Raffael Cavallaro raffaelcavallaro at junk.mail.me.not.mac.com
Thu Oct 16 20:54:53 EDT 2003


In article <3f8f0bca.425450585 at news.blueyonder.co.uk>,
 alan.gauld at btinternet.com (Alan Gauld) wrote:

> In the general case I agree completely but a blanket statement
> that it is always true is absurd. There are many cases when a
> programmer is dealing with issues that simply don't arise in the
> human scenario. Anonymous functions are often used in 
> scenarios where a name is meaningless.

And in those cases, anonymous functions are perfectly appropriate.

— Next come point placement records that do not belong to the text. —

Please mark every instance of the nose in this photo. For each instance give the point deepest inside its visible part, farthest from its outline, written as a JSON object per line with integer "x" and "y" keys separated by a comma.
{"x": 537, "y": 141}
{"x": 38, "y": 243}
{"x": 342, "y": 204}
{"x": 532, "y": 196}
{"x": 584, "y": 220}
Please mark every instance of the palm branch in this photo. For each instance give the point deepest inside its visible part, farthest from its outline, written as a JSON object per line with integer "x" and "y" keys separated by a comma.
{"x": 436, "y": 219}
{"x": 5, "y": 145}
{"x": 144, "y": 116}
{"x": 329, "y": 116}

However, when dealing with the existing abstractions of the problem 
domain, named functions and macros are superior. I contend that a great 
deal more code should be dealing with the existing abstractions of the 
problem domain than is currently the norm. (Part of this is premature 
optimization - Programmers are reluctant to break code into smaller 
named units for fear that the additional code and function calls will be 
more computationally costly.) Remember that mathematics, string 
manipulation, network protocols, etc., are all well understood problem 
domains with _preexisting_named_abstractions_. These named abstractions 
are what we should be thinking and programming in, not the primitives of 
whatever language we happen to be using, nor even in anonymous 
functional abstractions.

In addition, even if the programmer finds some novel way, only possible 
in a machine implementation, to express a solution, our ability to think 
clearly about that process is greatly aided by giving it a _name_. E.g., 
it is much easier to think about different sorting methods (bubble sort, 
quicksort, etc.) by refering to them by name, than it is to have to look 
at an implementation of them every time we wish to refer to them.

Naming is a fundamental step in building abstraction. Anonymous 
functions, keep us trapped at the level of abstraction at which they are 
defined. If we wish to reuse them, we must reiterate them, because we 
can't simply refer to them by name. Why not simply name them, and use 
the names? This is, after all, how people have been communicating 
abstractions since the dawn of spoken language.